Quando o professor liberou a turma ele acessou a caixa de mensagens do celular e começou a escutar tudo atentamente. De seus olhos começaram a escorrer lágrimas sem parar, seu coração estava tão acelerado que parecia que podia perder a força a qualquer momento.

No impulso, acabou discando o número de Daichi, mas não houve resposta. Tentou mais algumas vezes até desistir. Provavelmente ele já estava a caminho do seu encontro e desligou o celular para não ser incomodado.

Desesperado, Suga começou a correr pelos corredores do prédio esbarrando sem querer em algumas pessoas durante o percurso. Ele precisava chegar o mais rápido possível.
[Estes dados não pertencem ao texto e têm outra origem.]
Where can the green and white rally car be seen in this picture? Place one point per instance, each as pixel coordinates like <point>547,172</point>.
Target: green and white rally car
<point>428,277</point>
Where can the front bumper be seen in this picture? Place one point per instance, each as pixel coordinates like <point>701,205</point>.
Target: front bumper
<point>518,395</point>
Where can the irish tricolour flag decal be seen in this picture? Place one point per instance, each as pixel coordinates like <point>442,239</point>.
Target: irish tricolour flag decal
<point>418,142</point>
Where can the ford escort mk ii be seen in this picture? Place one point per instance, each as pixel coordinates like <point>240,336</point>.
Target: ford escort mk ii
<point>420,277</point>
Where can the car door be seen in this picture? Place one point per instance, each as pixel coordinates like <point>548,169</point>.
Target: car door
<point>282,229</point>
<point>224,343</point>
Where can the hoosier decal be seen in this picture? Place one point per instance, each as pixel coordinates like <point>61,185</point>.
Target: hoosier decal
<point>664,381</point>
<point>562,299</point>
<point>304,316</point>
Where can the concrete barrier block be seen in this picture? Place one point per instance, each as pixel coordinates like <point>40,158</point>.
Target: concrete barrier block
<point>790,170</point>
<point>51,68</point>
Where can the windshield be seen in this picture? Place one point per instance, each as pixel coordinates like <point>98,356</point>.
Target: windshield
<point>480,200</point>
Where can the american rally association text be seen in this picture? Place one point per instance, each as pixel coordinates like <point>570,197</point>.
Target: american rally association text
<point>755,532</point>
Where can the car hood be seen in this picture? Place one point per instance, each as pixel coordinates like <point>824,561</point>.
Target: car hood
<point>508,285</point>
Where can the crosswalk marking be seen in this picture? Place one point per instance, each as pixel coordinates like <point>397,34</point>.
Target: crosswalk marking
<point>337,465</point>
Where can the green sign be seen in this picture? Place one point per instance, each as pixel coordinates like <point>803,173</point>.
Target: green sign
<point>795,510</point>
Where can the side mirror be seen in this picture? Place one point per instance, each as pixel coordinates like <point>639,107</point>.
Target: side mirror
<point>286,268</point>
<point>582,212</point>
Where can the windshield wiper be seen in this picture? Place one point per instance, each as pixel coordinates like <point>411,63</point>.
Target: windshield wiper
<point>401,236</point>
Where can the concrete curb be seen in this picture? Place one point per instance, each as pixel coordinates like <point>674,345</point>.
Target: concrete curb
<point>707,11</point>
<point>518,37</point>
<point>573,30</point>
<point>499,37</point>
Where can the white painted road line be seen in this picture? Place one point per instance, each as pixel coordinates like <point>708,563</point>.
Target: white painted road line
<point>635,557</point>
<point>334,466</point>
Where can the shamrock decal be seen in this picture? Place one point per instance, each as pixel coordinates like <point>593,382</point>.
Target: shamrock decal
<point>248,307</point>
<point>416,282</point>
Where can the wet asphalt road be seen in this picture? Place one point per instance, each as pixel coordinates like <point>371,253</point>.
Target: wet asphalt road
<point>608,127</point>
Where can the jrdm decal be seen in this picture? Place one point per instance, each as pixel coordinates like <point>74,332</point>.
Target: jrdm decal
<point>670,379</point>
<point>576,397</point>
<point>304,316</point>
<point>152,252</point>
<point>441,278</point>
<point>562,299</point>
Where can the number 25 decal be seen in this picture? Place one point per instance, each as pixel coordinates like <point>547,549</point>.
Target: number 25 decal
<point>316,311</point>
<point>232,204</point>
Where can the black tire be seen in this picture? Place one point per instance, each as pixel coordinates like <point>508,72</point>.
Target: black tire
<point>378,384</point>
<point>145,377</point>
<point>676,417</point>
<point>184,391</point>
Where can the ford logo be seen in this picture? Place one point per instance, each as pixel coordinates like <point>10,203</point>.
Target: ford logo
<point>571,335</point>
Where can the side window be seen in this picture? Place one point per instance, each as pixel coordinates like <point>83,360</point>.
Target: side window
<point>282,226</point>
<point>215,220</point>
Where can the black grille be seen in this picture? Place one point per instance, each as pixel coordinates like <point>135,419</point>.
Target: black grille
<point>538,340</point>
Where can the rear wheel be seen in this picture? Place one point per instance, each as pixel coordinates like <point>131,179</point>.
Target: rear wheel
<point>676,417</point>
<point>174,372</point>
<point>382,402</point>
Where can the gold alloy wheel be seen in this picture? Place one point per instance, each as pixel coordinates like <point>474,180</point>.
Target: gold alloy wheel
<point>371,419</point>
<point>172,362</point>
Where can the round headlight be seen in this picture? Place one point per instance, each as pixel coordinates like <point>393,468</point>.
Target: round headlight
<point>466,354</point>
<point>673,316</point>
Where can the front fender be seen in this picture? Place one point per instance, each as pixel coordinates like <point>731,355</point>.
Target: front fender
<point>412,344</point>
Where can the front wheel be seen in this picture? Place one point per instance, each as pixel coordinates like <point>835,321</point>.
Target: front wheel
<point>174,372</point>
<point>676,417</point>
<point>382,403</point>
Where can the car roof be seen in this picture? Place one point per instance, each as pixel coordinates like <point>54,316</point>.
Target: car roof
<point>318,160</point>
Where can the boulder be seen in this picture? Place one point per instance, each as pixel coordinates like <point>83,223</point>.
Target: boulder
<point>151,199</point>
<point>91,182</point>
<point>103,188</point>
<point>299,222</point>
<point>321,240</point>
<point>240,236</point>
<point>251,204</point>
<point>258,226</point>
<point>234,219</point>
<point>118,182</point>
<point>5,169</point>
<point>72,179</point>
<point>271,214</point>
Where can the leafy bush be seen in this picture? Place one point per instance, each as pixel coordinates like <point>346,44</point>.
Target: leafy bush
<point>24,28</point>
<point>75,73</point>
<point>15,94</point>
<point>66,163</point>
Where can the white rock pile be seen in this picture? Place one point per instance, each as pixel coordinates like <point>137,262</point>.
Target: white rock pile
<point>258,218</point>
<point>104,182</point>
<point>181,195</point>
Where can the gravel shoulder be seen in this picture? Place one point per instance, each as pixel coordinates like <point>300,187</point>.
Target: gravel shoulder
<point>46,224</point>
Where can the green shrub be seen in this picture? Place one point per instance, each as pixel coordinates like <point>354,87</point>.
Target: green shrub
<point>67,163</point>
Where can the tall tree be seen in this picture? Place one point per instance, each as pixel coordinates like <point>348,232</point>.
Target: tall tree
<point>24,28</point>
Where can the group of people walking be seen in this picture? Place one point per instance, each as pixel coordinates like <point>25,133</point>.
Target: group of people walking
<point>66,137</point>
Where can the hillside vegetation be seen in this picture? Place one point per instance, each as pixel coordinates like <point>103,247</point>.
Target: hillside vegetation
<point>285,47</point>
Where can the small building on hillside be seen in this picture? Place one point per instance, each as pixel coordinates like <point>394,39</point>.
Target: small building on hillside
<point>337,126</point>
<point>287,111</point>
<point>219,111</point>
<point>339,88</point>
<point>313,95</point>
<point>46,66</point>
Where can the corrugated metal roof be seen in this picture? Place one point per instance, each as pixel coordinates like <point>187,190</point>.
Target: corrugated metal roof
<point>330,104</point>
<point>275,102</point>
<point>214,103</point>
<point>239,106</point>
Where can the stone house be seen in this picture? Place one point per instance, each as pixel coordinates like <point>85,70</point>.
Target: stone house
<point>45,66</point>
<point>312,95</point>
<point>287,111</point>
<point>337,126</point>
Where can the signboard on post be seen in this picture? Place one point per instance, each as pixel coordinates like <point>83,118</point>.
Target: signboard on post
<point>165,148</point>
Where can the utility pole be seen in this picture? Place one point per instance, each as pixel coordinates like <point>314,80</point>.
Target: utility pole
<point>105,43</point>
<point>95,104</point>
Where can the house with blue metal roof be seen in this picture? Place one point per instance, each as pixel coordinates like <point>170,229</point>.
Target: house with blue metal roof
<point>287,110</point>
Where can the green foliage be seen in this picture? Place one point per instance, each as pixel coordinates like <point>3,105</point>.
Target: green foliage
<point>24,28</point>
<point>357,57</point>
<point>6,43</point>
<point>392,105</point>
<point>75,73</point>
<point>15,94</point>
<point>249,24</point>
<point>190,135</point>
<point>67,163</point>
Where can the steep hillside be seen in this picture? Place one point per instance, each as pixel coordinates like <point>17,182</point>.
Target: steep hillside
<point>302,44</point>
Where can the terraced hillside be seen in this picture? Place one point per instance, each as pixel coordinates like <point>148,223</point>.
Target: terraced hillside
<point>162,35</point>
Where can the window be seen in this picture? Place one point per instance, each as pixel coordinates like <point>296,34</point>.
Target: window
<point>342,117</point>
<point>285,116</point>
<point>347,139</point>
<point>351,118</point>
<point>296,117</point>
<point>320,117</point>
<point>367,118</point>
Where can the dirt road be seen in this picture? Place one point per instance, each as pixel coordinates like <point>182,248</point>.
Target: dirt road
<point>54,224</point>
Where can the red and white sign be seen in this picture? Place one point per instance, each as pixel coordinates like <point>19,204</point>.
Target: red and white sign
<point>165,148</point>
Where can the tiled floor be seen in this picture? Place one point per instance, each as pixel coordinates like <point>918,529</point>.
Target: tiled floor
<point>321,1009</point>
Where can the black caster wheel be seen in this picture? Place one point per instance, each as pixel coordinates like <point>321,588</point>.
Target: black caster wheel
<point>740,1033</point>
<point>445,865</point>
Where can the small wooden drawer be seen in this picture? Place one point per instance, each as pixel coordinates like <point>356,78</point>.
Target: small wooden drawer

Na sua cabeça, aquela infeliz mensagem não parava de se repetir.

Esclareço que, devido à falta de pagamento, a desocupação do imóvel ocorrerá imediatamente. Essa ação judicial retoma o imóvel como bem legal do Estado. Agradecemos a compreensão.

Seu pai havia morrido há alguns meses e o dinheiro que recebia no emprego de meio período no restaurante não era o bastante. Diversas vezes tentou conseguir um emprego melhor, no entanto a faculdade não o permitia ter tempo suficiente.  Por sorte a instituição era pública, pois se fosse particular Suga já teria trancado o curso.

 Sua melhor alternativa seria pedir abrigo ao seu melhor amigo por um tempo. Daichi não negaria esse favor a Suga, principalmente pelo fato do acadêmico de música morar sozinho em uma casa grande com diversos quartos vazios. Ele definitivamente o ajudaria.